TORONTO, Dec. 12, 2014 /CNW/ - Saskatchewan's economy is expected to rebound in 2015, courtesy of growth in agricultural production, improvements in the labour market and a recovery in non-energy mining, according to the latest RBC Economics Provincial Outlook released today. RBC forecasts real GDP growth of 2.8 per cent in 2015 after modest growth in 2014 of 1.1 per cent.
The projected 2015 growth is a slight downward revision from our previous forecast of 3.0 per cent, reflecting the negative impact of expected lower oil prices on income growth in the province. Restrained by declining agricultural production last year, RBC downwardly revised their 2014 real GDP forecast to 1.1 per cent from the previously estimated 1.3 per cent.
According to RBC, Saskatchewan's growth in 2015 is expected to get a boost from some recovery in non-energy mining activity after indications that activity was restrained in the first half of 2014 by cutbacks in potash production.
"Recent data is tentatively suggesting some easing from the declining activity that prevailed over the first half of this year," said Craig Wright, senior vice-president and chief economist, RBC. "A modest improvement in global demand that we expect should pave the way for a further strengthening in potash production in the province next year and into 2016."
More positive trends in the provincial labour market are also expected to contribute to growth. Solid employment gains and continued robust immigration into Saskatchewan have contributed to housing starts rebounding more than expected in 2014 to 8,600. Assuming a rise in interest rates beginning in 2015, RBC forecasts provincial housing starts to moderate to a still solid 8,100 units next year before moderating further to 7,000 in 2016.
"The recent employment numbers in the province support indications of an increase in housing starts in 2014 from the 8,300 recorded in 2013," added Wright. "However, the expected rise in interest rates in 2015 will exert a cooling effect on new home construction and lead to a moderation in starts."

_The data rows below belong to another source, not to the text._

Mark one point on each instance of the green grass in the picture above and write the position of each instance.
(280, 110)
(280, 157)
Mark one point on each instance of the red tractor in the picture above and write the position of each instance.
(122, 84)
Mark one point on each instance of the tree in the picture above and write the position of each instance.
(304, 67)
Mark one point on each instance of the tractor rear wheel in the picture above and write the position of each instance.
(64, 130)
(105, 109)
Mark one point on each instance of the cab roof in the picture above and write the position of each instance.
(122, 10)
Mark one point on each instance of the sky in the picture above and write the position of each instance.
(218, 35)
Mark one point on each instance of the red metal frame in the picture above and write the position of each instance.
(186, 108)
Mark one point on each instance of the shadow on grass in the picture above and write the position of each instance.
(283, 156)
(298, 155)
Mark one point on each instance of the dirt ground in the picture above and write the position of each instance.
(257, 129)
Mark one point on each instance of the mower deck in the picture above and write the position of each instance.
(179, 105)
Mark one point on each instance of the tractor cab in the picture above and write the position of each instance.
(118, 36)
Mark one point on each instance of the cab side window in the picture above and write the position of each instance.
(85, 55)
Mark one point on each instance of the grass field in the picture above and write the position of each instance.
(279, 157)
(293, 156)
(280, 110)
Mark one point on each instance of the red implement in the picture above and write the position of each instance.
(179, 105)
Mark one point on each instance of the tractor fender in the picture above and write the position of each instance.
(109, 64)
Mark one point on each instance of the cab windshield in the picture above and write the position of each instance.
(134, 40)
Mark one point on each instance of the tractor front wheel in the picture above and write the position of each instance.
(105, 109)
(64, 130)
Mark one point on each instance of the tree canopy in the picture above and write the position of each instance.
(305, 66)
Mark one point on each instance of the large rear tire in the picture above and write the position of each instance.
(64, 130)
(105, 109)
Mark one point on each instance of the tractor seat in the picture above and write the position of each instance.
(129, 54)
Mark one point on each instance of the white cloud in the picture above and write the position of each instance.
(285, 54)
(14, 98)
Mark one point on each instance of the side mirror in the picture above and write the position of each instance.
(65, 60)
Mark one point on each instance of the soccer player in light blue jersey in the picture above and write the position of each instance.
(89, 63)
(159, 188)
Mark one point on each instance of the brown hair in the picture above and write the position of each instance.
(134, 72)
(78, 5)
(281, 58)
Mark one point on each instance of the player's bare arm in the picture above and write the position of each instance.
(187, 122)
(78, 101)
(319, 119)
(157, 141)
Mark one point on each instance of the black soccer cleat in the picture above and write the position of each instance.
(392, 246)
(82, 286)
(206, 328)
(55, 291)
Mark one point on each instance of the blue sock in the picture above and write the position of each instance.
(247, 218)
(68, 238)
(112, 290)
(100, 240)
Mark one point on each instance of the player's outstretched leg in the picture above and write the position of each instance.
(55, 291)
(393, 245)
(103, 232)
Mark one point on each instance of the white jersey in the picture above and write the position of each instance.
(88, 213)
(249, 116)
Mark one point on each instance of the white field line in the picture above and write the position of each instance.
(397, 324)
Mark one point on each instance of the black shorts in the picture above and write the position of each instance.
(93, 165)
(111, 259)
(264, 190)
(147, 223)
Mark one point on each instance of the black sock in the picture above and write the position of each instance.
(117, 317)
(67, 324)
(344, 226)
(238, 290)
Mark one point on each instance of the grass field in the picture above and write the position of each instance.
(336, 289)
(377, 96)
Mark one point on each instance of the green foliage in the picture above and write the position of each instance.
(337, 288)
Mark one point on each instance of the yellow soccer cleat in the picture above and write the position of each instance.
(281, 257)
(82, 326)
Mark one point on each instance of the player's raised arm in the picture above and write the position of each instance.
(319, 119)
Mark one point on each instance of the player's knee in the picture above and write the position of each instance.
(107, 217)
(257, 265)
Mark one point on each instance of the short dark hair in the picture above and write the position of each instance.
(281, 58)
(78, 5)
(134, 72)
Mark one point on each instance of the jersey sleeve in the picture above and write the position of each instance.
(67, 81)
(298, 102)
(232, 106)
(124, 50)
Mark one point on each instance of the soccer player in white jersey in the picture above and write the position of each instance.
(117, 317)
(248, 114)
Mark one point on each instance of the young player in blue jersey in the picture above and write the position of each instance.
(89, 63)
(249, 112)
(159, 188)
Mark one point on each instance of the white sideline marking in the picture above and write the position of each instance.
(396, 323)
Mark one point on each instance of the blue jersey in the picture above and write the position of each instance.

Gains in agriculture and non-energy mining are expected to contribute to business investment strengthening in both 2015 and 2016, after indications of relatively flat capital expenditure in 2014. Cutbacks to investment spending in the energy sector present some downside risks to this outlook.
The RBC Economics Provincial Outlook assesses the provinces according to economic growth, employment growth, unemployment rates, retail sales, housing starts, and consumer price indices. The full report and provincial details are available online as of 8 a.m. ET today at rbc.com/economics/economic-reports/provincial-economic-forecasts.html.